38        Ma soeur, voulez-vous guĂ©rir de cette maladie gynĂ©cologique? Allez et acceptez votre guĂ©rison.

            Venez, soeur. Croyez-vous de tout votre coeur? Si vous croyez, vous pouvez recevoir. Quand j’ai dit: «Coeur», vous avez Ă©prouvĂ© une sensation drĂŽle, n’est-ce pas? Vous avez... l’autre au bout de la rangĂ©e. Oui. Voulez-vous guĂ©rir de cette maladie du coeur? Le voulez-vous? Vous pouvez juste vous lever alors et accepter votre guĂ©rison, vous deux.

39        Vous monsieur, vous aussi, vous souffriez, vous assis lĂ  mĂȘme, vous souffriez aussi du coeur. Levez-vous, vous avez Ă©tĂ© guĂ©ri au mĂȘme moment lĂ . Que Dieu vous bĂ©nisse. C’est...?... Que le Seigneur vous bĂ©nisse, mon frĂšre...?...

            Croyez-vous en Dieu?

            La petite fille, regarde de ce cĂŽtĂ©-ci...?... chĂ©rie.
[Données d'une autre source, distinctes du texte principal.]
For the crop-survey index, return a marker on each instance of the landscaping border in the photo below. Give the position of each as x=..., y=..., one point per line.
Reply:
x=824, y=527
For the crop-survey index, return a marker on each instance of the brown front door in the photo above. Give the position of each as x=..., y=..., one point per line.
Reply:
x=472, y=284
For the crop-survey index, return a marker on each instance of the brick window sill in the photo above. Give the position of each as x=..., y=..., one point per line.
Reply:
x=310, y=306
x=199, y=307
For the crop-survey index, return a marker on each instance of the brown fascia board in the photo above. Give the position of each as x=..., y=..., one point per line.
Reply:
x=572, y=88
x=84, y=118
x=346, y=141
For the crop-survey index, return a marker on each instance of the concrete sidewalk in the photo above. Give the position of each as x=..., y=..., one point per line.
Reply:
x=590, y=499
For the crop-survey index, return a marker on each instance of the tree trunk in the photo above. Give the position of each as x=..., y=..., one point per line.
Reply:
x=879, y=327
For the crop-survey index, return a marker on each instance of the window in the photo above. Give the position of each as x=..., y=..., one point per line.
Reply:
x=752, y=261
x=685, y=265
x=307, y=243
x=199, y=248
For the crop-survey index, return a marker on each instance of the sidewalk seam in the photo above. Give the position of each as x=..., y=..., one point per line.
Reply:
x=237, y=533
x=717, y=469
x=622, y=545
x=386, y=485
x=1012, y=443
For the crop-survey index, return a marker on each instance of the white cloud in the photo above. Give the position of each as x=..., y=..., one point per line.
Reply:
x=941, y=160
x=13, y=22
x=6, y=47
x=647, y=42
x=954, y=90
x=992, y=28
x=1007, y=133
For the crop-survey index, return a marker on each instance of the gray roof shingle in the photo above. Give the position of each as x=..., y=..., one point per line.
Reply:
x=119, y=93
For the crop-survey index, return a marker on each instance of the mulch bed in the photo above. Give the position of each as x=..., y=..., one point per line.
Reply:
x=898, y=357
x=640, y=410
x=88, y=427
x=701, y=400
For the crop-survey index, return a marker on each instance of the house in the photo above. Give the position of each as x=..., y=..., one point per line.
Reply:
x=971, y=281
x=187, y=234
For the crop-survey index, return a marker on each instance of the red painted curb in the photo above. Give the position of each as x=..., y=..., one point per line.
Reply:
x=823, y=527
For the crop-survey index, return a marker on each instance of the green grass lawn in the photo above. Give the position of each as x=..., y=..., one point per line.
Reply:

L’autre petite fille lĂ , regarde ici, chĂ©rie, juste une minute. Je vois la LumiĂšre suspendue au-dessus de la petite... Non, ce n’était pas ça, c’est sur cette dame lĂ . C’est vous. Croyez-vous que je suis Son prophĂšte? Vous avez... La dame en robe blanche tendant vers le gris, n’est-ce pas que vous avez une espĂšce d’éruption, ou quelque chose comme cela? Les mĂ©decins ne savent pas exactement ce que c’est, n’est-ce pas? Je le vois secouer la tĂȘte et s’en aller. C’est sur vos jambes, n’est-ce pas? Quelque chose comme l’eczĂ©ma. Si c’est vrai, faites signe de la main...?...

            Que le Seigneur soit avec vous et qu’Il vous guĂ©risse. Ayez foi en Dieu...?... debout prĂšs... Billy, est-ce cette dame?

            Madame, regardez de ce cĂŽtĂ©-ci. Croyez-vous que je suis Son prophĂšte, Son serviteur?